I figure Endlers are too small to eat their own babies. Right?

-John N.


----------



## Capt. (Nov 24, 2004)

I'm not sure why, but they don't eat their own babies. I don't think it's because they are too small. The babies could fit in the females' mouths for sure I think.


----------



## milalic (Aug 26, 2005)

I have not seen them eating their babies, but I do know they fit in females mouth.

Cheers,
Pedro


----------



## JanS (Apr 14, 2004)

I have heard cases of the female eating them, so if you're trying to build a colony, I'd separate them. I'm not sure about the males, since I took all of them out of the tank, but they are smaller, so they may not bother the fry.


----------



## chiahead (Dec 18, 2004)

I have also heard of them eating the babies. I currently have alot of males and females spawning regularly. I cant tell if they eat some of them but I have alot of babies in there. Not too sure what an average birth number is either.


----------



## tecknos11 (Mar 1, 2006)

Hello,

Endlers females will eat some of the babies after giving birth but usually stops after eating a few. The best way to prevent this is to add a little bit of live food to their diets. At least, this is what I have found out from other people. I havn't seen my Endlers eat the babies so I can't say either way. WildType Enlders at least do not pray on their young but I cannot vouch for hybreds.

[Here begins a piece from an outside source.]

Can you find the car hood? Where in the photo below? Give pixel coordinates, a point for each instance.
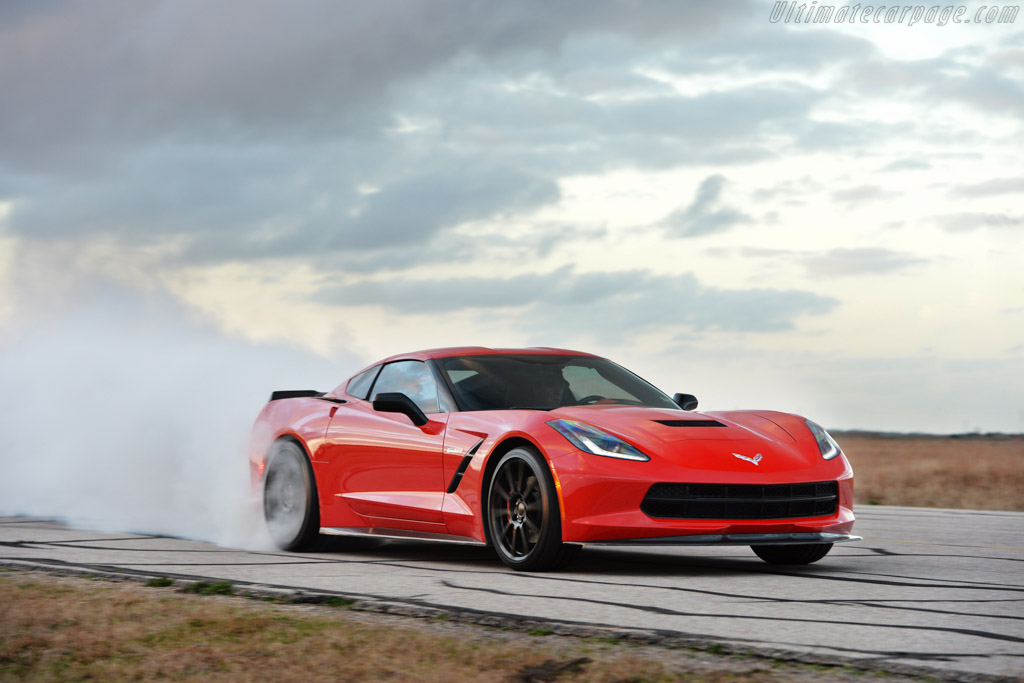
(707, 440)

http://www.petfish.net/articles/Livebearers/endlers.php


----------



## JerseyScape (Nov 18, 2005)

I kind of hope that the females do eat some of the babies. Since I bought my Endlers the 30 gallon seems to be a fish factory. When cleaning out my filter the other day, I must have pulled out 10+ that were still alive. Since I had plenty little ones swimming around in the main tank I took a few to my parents' house to feed the angels. Boy, did they love the endlers.

When I was just observing the tank, the females pay no attention to the little ones so I would suspect that none get eaten. The Endlers get fed very well so they have no need to chase live food.


----------